Authentication

Quick overview

Cassandra’s binary protocol supports SASL-based authentication. To use it, you must provide an auth provider that will authenticate with the server every time a new connection gets established.

This can be done in two ways:

In the configuration

Define an auth-provider section in the configuration:

datastax-java-driver {
  advanced.auth-provider {
    class = PlainTextAuthProvider
    username = cassandra
    password = cassandra
  }
}

Authentication must be configured before opening a session, it cannot be changed at runtime.

PlainTextAuthProvider is provided out of the box, for simple username/password authentication (intended to work with the server-side PasswordAuthenticator). The credentials can be changed at runtime, they will be used for new connection attempts once the configuration gets reloaded.

You can also write your own provider; it must implement AuthProvider and declare a public constructor with a DriverContext argument.

datastax-java-driver {
  advanced.auth-provider {
    class = com.mycompany.MyCustomAuthProvider
    ... // any custom options your provider might use
  }
}

Programmatically

You can also pass an authenticator instance while building the session:

CqlSession session =
    CqlSession.builder()
        .withAuthProvider(new MyCustomAuthProvider())
        .build();

For convenience, there is a shortcut that takes the credentials directly.

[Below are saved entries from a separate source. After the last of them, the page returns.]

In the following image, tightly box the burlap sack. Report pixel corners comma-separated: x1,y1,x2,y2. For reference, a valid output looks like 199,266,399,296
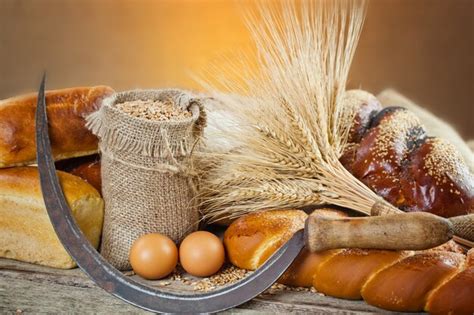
86,89,206,270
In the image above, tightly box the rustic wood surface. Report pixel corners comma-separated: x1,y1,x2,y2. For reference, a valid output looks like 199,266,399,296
0,258,413,314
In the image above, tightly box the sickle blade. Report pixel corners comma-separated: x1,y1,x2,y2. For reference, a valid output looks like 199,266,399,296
35,74,305,314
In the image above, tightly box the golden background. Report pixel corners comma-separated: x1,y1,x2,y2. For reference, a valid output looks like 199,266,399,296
0,0,472,138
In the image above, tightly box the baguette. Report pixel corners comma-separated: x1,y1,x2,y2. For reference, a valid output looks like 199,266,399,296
224,209,474,313
0,167,104,268
0,86,114,168
313,249,411,300
360,251,465,312
425,249,474,314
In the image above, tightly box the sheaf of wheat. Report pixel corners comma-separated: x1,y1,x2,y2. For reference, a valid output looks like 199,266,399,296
196,0,389,223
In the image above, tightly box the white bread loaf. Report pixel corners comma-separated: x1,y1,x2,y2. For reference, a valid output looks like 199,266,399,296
0,167,104,269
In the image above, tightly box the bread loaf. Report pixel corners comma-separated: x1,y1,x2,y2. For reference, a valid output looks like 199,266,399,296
377,89,474,174
56,155,102,194
224,209,307,270
313,249,411,300
0,167,104,268
0,86,114,168
224,208,346,287
224,209,474,313
425,249,474,314
361,251,465,312
342,90,474,218
278,248,340,288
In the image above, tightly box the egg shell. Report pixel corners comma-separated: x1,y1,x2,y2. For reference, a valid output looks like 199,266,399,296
129,233,178,280
179,231,225,277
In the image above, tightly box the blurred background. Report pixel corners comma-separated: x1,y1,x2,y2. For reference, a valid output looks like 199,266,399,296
0,0,472,138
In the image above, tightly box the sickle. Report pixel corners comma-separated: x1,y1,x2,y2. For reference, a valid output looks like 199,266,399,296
35,74,304,314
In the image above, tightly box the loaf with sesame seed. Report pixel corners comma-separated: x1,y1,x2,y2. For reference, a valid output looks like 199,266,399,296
342,90,473,218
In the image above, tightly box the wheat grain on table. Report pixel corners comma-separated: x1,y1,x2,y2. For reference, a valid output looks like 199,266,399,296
0,258,421,314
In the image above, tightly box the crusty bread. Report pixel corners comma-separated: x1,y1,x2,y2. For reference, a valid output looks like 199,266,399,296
361,251,465,312
425,250,474,314
313,249,411,300
0,167,104,268
0,86,114,168
224,209,307,270
55,155,102,194
278,248,340,287
223,208,347,286
225,209,474,313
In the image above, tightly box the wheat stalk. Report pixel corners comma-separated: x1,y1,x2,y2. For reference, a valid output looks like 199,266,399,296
197,0,394,223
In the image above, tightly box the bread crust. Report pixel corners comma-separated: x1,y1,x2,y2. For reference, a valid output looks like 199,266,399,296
224,208,348,287
224,209,307,270
425,267,474,314
55,155,102,194
361,251,465,312
225,209,474,313
0,86,114,168
278,248,340,287
0,167,104,268
425,249,474,314
70,159,102,194
342,93,474,218
313,249,411,300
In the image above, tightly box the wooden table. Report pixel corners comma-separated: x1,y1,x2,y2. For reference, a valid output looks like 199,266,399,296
0,258,409,314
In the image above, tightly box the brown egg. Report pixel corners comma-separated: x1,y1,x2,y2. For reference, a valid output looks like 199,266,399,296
179,231,225,277
129,233,178,280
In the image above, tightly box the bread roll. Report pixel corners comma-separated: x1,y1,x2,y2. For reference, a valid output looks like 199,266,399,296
56,155,102,194
0,167,104,268
0,86,114,168
224,209,307,270
377,89,474,174
343,89,383,144
349,108,425,207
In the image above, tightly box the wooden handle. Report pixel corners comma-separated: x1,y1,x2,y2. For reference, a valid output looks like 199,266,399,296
304,212,453,252
370,199,473,243
449,214,474,242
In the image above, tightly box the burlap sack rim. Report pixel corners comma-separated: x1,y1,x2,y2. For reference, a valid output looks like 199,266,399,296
86,89,206,159
102,90,201,128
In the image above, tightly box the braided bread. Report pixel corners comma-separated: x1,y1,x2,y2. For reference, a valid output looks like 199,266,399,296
224,209,474,313
342,90,473,218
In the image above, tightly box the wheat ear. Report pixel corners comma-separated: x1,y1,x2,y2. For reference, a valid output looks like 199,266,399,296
197,0,398,223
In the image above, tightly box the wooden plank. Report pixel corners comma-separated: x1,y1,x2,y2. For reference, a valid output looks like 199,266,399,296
0,258,405,314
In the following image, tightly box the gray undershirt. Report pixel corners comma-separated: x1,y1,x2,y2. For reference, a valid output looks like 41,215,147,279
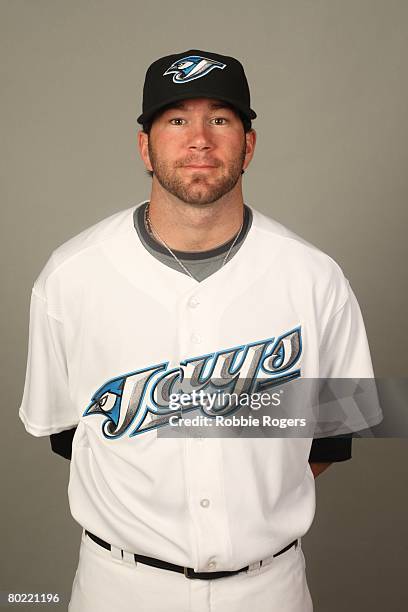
133,202,252,282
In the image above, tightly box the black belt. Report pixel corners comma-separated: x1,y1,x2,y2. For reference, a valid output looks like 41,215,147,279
85,530,298,580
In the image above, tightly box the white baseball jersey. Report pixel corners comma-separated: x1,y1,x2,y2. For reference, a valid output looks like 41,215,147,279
19,202,379,573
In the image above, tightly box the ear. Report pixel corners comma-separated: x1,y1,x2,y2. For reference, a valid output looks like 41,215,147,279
138,130,153,172
243,129,256,171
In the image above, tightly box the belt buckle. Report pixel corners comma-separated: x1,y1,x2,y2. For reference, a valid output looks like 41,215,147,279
184,566,196,579
247,560,262,572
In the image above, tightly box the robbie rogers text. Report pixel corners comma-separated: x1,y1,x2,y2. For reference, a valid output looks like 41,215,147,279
169,415,307,428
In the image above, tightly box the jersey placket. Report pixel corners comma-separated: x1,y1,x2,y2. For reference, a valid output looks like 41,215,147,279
176,286,233,573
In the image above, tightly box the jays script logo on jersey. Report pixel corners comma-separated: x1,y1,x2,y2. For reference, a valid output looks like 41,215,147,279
163,55,226,84
83,327,302,440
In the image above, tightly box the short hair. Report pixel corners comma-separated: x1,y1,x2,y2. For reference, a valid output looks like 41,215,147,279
142,102,252,178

This is equivalent to using PlainTextAuthProvider in the configuration:

CqlSession session =
    CqlSession.builder()
        .withAuthCredentials("user", "pass")
        .build();

One downside of withAuthCredentials is that the credentials are stored in clear text in memory; this means they are vulnerable to an attacker who is able to perform memory dumps. If this is not acceptable for you, consider writing your own AuthProvider implementation (PlainTextAuthProviderBase is a good starting point).